Limitations & Future Work¶

Dependency on Synthetic Data: The benchmark is rendered entirely in Blender with simplified scenes and single violations. Real-world physics understanding—complex, multi-violation, and chaotic—may not extrapolate linearly.
Bound to Diffusion Framework: The method uses denoising loss as a likelihood proxy, requiring further validation for non-diffusion generators (e.g., autoregressive video models or non-standard flow matching objectives).
Metric Ceiling: PPE measures "direction of preference" rather than the severity of errors and does not directly translate into actionable signals for fixing physical errors.
Future Work: The authors suggest moving towards longer context training, multi-scale memory, and explicit physics-aware training objectives to promote conservation and continuity.

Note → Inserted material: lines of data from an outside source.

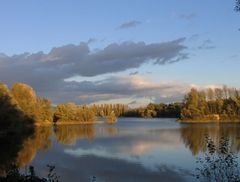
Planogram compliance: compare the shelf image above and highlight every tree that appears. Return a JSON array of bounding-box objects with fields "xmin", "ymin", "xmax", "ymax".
[{"xmin": 235, "ymin": 0, "xmax": 240, "ymax": 12}]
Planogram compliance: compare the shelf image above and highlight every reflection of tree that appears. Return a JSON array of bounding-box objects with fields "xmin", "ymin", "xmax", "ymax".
[
  {"xmin": 97, "ymin": 127, "xmax": 119, "ymax": 136},
  {"xmin": 0, "ymin": 127, "xmax": 51, "ymax": 175},
  {"xmin": 54, "ymin": 125, "xmax": 96, "ymax": 144},
  {"xmin": 16, "ymin": 127, "xmax": 52, "ymax": 167},
  {"xmin": 196, "ymin": 136, "xmax": 240, "ymax": 182},
  {"xmin": 181, "ymin": 124, "xmax": 240, "ymax": 155},
  {"xmin": 0, "ymin": 83, "xmax": 34, "ymax": 175}
]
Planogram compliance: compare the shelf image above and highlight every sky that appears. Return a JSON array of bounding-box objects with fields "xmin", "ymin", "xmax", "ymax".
[{"xmin": 0, "ymin": 0, "xmax": 240, "ymax": 107}]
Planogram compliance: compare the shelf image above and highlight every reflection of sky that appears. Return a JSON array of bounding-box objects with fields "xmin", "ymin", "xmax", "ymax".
[
  {"xmin": 29, "ymin": 120, "xmax": 195, "ymax": 181},
  {"xmin": 64, "ymin": 122, "xmax": 195, "ymax": 171}
]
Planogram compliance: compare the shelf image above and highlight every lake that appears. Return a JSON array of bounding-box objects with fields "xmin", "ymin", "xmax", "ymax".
[{"xmin": 4, "ymin": 118, "xmax": 240, "ymax": 182}]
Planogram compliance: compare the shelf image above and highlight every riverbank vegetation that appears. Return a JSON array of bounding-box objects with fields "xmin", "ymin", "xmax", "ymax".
[
  {"xmin": 181, "ymin": 86, "xmax": 240, "ymax": 122},
  {"xmin": 122, "ymin": 102, "xmax": 182, "ymax": 118}
]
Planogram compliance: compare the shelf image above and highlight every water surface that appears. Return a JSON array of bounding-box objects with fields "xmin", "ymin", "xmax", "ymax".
[{"xmin": 4, "ymin": 118, "xmax": 240, "ymax": 182}]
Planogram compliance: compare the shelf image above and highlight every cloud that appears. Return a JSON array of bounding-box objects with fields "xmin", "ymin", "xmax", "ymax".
[
  {"xmin": 129, "ymin": 71, "xmax": 138, "ymax": 75},
  {"xmin": 0, "ymin": 38, "xmax": 188, "ymax": 103},
  {"xmin": 47, "ymin": 75, "xmax": 190, "ymax": 104},
  {"xmin": 117, "ymin": 20, "xmax": 142, "ymax": 29},
  {"xmin": 178, "ymin": 13, "xmax": 197, "ymax": 21},
  {"xmin": 198, "ymin": 39, "xmax": 215, "ymax": 50}
]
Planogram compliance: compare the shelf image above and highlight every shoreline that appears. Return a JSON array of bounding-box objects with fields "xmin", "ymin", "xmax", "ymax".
[{"xmin": 176, "ymin": 119, "xmax": 240, "ymax": 124}]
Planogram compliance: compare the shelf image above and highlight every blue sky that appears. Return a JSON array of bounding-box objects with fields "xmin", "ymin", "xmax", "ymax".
[{"xmin": 0, "ymin": 0, "xmax": 240, "ymax": 106}]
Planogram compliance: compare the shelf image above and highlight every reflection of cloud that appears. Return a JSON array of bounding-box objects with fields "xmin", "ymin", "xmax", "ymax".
[{"xmin": 64, "ymin": 130, "xmax": 181, "ymax": 171}]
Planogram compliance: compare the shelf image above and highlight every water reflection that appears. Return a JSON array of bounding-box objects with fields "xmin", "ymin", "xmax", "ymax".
[
  {"xmin": 0, "ymin": 127, "xmax": 52, "ymax": 176},
  {"xmin": 15, "ymin": 126, "xmax": 52, "ymax": 167},
  {"xmin": 54, "ymin": 125, "xmax": 96, "ymax": 145},
  {"xmin": 181, "ymin": 124, "xmax": 240, "ymax": 155},
  {"xmin": 195, "ymin": 136, "xmax": 240, "ymax": 182},
  {"xmin": 0, "ymin": 121, "xmax": 240, "ymax": 181}
]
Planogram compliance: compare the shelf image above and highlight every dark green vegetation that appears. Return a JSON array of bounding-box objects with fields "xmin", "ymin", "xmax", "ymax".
[
  {"xmin": 181, "ymin": 86, "xmax": 240, "ymax": 122},
  {"xmin": 122, "ymin": 103, "xmax": 182, "ymax": 118},
  {"xmin": 195, "ymin": 135, "xmax": 240, "ymax": 182},
  {"xmin": 0, "ymin": 165, "xmax": 60, "ymax": 182}
]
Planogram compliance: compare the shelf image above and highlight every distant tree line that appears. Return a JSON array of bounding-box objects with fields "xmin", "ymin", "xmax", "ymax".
[
  {"xmin": 53, "ymin": 103, "xmax": 96, "ymax": 122},
  {"xmin": 181, "ymin": 86, "xmax": 240, "ymax": 120},
  {"xmin": 122, "ymin": 102, "xmax": 182, "ymax": 118},
  {"xmin": 0, "ymin": 83, "xmax": 240, "ymax": 123},
  {"xmin": 90, "ymin": 104, "xmax": 128, "ymax": 117}
]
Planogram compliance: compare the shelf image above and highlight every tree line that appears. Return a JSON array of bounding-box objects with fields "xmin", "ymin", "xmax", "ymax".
[
  {"xmin": 0, "ymin": 83, "xmax": 240, "ymax": 123},
  {"xmin": 122, "ymin": 102, "xmax": 182, "ymax": 118},
  {"xmin": 181, "ymin": 86, "xmax": 240, "ymax": 120}
]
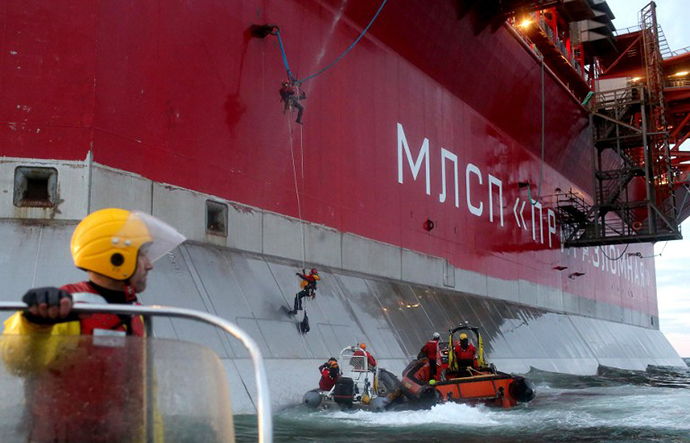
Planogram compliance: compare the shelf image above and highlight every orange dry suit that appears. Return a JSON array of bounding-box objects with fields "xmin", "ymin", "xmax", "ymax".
[
  {"xmin": 418, "ymin": 339, "xmax": 441, "ymax": 380},
  {"xmin": 2, "ymin": 282, "xmax": 162, "ymax": 442},
  {"xmin": 352, "ymin": 349, "xmax": 376, "ymax": 370},
  {"xmin": 455, "ymin": 343, "xmax": 478, "ymax": 369},
  {"xmin": 319, "ymin": 364, "xmax": 340, "ymax": 391}
]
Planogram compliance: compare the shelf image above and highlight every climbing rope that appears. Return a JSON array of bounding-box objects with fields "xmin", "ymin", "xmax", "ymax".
[
  {"xmin": 599, "ymin": 243, "xmax": 630, "ymax": 261},
  {"xmin": 275, "ymin": 0, "xmax": 388, "ymax": 85},
  {"xmin": 288, "ymin": 114, "xmax": 307, "ymax": 268},
  {"xmin": 527, "ymin": 56, "xmax": 546, "ymax": 206}
]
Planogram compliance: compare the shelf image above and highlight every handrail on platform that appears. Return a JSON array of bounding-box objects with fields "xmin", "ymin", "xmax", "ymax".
[{"xmin": 0, "ymin": 302, "xmax": 273, "ymax": 443}]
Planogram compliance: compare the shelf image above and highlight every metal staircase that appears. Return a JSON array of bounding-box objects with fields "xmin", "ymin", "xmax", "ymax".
[{"xmin": 557, "ymin": 2, "xmax": 681, "ymax": 246}]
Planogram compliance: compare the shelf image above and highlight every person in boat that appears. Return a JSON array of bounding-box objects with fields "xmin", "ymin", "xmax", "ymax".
[
  {"xmin": 453, "ymin": 332, "xmax": 478, "ymax": 371},
  {"xmin": 319, "ymin": 357, "xmax": 340, "ymax": 391},
  {"xmin": 352, "ymin": 343, "xmax": 376, "ymax": 371},
  {"xmin": 417, "ymin": 332, "xmax": 441, "ymax": 380},
  {"xmin": 290, "ymin": 268, "xmax": 321, "ymax": 315},
  {"xmin": 0, "ymin": 209, "xmax": 185, "ymax": 442},
  {"xmin": 280, "ymin": 80, "xmax": 307, "ymax": 125}
]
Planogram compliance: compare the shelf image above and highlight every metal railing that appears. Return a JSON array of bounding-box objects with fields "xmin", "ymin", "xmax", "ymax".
[{"xmin": 0, "ymin": 302, "xmax": 273, "ymax": 443}]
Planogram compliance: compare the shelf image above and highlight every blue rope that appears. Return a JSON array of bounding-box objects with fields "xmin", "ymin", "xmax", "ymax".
[
  {"xmin": 276, "ymin": 0, "xmax": 388, "ymax": 84},
  {"xmin": 276, "ymin": 28, "xmax": 297, "ymax": 81}
]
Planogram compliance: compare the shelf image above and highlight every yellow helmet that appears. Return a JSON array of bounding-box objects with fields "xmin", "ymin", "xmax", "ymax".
[{"xmin": 70, "ymin": 208, "xmax": 153, "ymax": 280}]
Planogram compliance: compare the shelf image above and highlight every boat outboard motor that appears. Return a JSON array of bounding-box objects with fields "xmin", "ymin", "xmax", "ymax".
[
  {"xmin": 369, "ymin": 397, "xmax": 391, "ymax": 412},
  {"xmin": 302, "ymin": 389, "xmax": 323, "ymax": 408},
  {"xmin": 333, "ymin": 377, "xmax": 355, "ymax": 407},
  {"xmin": 508, "ymin": 377, "xmax": 537, "ymax": 403}
]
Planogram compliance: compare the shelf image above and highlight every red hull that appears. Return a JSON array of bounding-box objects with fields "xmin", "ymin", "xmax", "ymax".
[{"xmin": 0, "ymin": 0, "xmax": 657, "ymax": 315}]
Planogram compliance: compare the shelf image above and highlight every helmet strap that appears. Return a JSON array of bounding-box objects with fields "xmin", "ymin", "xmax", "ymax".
[{"xmin": 125, "ymin": 279, "xmax": 137, "ymax": 302}]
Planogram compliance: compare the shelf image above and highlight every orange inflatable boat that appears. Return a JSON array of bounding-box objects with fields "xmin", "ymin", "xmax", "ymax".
[{"xmin": 402, "ymin": 325, "xmax": 536, "ymax": 408}]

Violation-of-Expectation (VoE): Originating from cognitive science (Spelke, Baillargeon) and IntPhys1/2, utilizing controlled pairs to measure physics. LikePhys migrates this to generative VDMs and removes the dependency on conditional generation/pixel alignment.
VLM Scoring Path: VideoPhy1/2 and Qwen-VL use QA templates for physics; LikePhys demonstrates that "reading likelihood" is more stable and efficient with higher human correlation.
Pixel/Physical Quantity Alignment: Physics-IQ and Morpheus align physical quantities with real videos but require image conditioning; LikePhys's pure-text, appearance-agnostic design fills this gap.
Inspiration: Treating denoising loss as a likelihood proxy can be extended to evaluate whether generative models have learned other structural priors, such as geometric consistency, causality, or affordance.

Rating¶

Novelty: ⭐⭐⭐⭐⭐ Treating denoising loss as a likelihood proxy via the VoE paradigm to decouple "physics vs. appearance" is a fresh perspective.
Experimental Thoroughness: ⭐⭐⭐⭐ Covers 12 SOTA models, 4 physical domains, human preference alignment, visual decoupling, scaling factors, and protocol robustness; though the benchmark is restricted to simple synthetic scenes.
Writing Quality: ⭐⭐⭐⭐ Logical flow from motivation to formalization, metrics, and benchmarks. Analyses of physical domains/laws provide good insights.
Value: ⭐⭐⭐⭐⭐ Provides a training-free, decoupled, and human-aligned benchmark for "VDMs as world models," offering direct guidance for physics-aware video generation research.